The metal without which AIdoesn’t work
Copper has been considered a key metal of the industrial economy for decades. It is used in electrical grids, cables, electronics and transportation infrastructure.
But now new sources of demand are being added to these sources of demand – electric vehicles and artificial intelligence.
Technology giants including Microsoft, Amazon and Alphabet are investing tens of billions of dollars to build giant data centers.
Each such facility requires huge amounts of energy infrastructure, where copper remains the key material.
Demand for copper in electric and hybrid vehicles is projected to grow from 2.3 million tons in 2025 to about 6 million tons by 2035.

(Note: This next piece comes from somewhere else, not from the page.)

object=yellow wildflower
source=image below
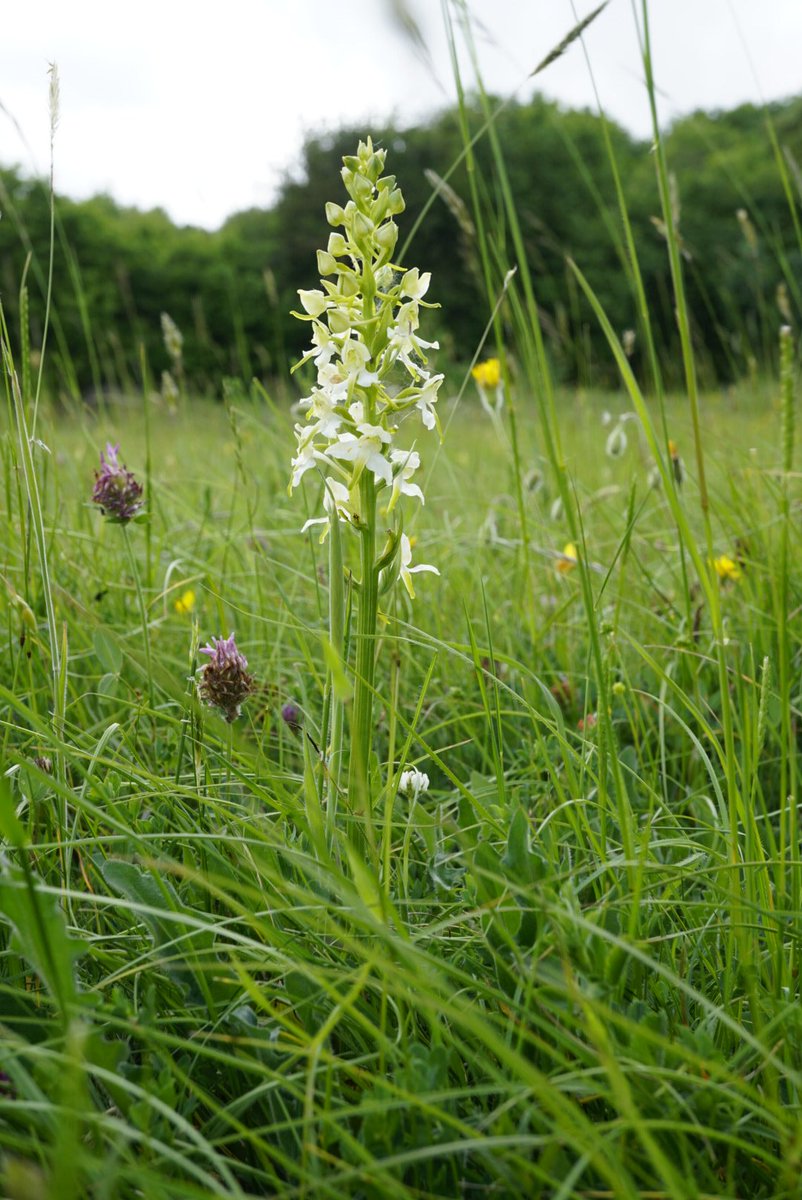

Other technologies such as artificial intelligence, data centers, and communication networks are also putting additional strain on electricity infrastructure, increasing the need for transmission lines, generators, and energy storage systems.
Demand from these sectors is expected to grow from 10 million tons in 2025 to 14 million tons by 2035. Transmission and power generation will account for about 77% of this growth, economies.com reported.
Industry analysts estimate that a large data center can use up to 50,000 tons of copper – several times more than a traditional data center.
Goldman Sachs analyst Eoin Dinsmore notes in this regard: “Electrification and advances in artificial intelligence are creating a structural increase in copper demand that could persist for decades.”
Not surprisingly, the metal’s price has already climbed above $13,000 per ton, reflecting the growing competition for the strategic resource. By the end of 2025, copper had only just crossed the $12,000-per-ton mark, increasing in value by more than 30% in a year, notes binance.com.
New commodity supercycle
Rising demand for copper, electricity and power equipment has analysts talking about the possible start of a new commodity supercycle.
This term is used to describe long periods of rising commodity prices caused by fundamental changes in the global economy.
The last such cycle was observed in the early 2000s, when China’s industrialization dramatically increased demand for metals and energy.
Now artificial intelligence infrastructure may play a similar role.
Analysts at S&P Global warn that copper shortages could reach 10 million tons a year by 2040 if investment in mining does not accelerate.
The growing importance of copper is already beginning to change global economic policy.
The largest deposits of the metal are in Chile, Peru and the Democratic Republic of Congo. And it is greatly increasing geopolitical interest in these countries.
Everyone recognizes that as the race for leadership in artificial intelligence accelerates, control of metal supply chains and energy infrastructure is becoming a new element of global geopolitics.
This approach has already created new flashpoints in the world, in the case of the situation around Greenland, Venezuela, or the war in Iran. In each of these cases, control over resources was an obvious, if not explicitly declared, goal.